Manson est devenu son propre Dieu et s’est accompli musicalement et spirituellement ("The Reflecting God", une des chansons aux paroles les plus obscures et controversées). Le cycle se conclut par "Man That you Fear", chanson calme empreinte d’une certaine sérénité, où est contée la mise à mort de l’Antéchrist par l’Église Chrétienne sur fond de claviers calmes et mélodiques, de batterie rebondissante. Le chant est intimiste, empreint d'une légère mélancolie. Un accord silencieux accompagne Manson tout le long du chemin qui le mène à sa perte inévitable. Le titre se termine sur de longs samples dissonants. Le silence, enfin. Un long silence... Puis des voix métalliques (des anges ?) viennent annoncer la renaissance de l’Antéchrist, sur fond de messages subliminaux (« Join the satanic army » entre 1:11 et 1:15). Le cercle se referme, les cycles peuvent recommencer.
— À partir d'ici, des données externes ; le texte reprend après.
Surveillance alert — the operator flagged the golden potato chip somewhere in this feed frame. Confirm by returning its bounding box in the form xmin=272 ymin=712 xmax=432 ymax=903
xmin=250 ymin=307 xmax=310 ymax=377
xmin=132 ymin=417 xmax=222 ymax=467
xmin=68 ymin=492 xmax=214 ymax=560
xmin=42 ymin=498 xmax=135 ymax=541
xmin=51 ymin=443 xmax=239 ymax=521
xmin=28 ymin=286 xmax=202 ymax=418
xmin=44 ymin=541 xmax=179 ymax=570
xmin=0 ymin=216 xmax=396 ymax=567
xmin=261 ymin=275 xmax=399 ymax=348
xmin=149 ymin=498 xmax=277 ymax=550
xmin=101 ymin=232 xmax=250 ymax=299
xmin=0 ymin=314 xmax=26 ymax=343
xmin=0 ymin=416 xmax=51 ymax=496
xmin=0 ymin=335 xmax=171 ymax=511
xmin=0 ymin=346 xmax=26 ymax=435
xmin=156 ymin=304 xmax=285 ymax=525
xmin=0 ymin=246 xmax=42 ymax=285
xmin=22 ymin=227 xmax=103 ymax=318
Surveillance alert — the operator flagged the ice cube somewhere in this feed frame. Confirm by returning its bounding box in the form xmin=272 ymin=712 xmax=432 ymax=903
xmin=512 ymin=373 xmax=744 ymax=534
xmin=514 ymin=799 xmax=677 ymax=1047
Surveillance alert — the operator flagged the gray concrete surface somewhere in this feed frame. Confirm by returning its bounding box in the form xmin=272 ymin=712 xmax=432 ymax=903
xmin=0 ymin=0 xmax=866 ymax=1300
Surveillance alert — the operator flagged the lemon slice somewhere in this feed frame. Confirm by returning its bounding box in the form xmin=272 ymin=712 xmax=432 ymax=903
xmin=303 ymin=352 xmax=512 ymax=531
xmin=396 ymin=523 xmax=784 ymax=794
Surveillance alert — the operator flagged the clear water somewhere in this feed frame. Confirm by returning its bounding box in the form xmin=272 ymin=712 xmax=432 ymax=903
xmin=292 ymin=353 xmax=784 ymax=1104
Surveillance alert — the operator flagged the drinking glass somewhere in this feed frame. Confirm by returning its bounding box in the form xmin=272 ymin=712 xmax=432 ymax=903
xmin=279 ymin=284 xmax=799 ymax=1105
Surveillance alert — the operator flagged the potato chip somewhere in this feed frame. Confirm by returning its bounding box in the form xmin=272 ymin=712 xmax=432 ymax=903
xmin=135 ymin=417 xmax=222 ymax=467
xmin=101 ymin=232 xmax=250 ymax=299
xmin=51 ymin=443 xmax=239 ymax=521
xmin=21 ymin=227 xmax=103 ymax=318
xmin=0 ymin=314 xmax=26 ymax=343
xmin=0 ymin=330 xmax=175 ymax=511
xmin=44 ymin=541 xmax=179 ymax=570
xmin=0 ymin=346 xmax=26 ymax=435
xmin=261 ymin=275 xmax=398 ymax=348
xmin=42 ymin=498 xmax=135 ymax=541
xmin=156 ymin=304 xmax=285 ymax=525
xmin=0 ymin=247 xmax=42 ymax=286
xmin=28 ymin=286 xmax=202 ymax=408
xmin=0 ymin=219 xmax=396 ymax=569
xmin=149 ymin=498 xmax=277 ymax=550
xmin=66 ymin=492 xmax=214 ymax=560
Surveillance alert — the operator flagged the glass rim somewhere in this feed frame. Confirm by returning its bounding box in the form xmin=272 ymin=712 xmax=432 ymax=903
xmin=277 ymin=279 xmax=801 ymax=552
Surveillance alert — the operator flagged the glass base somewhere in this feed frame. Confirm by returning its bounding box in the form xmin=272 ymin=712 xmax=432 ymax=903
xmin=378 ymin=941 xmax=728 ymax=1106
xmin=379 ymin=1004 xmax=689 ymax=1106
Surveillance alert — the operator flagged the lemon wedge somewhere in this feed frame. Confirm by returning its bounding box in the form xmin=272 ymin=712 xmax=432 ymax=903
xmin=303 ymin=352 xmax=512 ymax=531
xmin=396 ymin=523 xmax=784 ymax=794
Antichrist Superstar est un chef d’œuvre de symbolisme, une œuvre profonde et intelligemment bâtie. Chacun peut interpréter ses paroles obscures à sa façon, selon son vécu personnel et ses souffrances. Cet album est né du chaos et dans la douleur, Manson y déverse tout ce qu’il a sur le cœur, tout ce qui fait de lui ce qu’il est, toutes ses peurs. Je vous invite à visionner les clips qui reproduisent à merveille l'ambiance malsaine de l'album, mais également à lire la biographie de M. Manson ainsi que les interprétations beaucoup plus poussées que l’on peut trouver sur Internet. Vous n’en profiterez que plus grandement.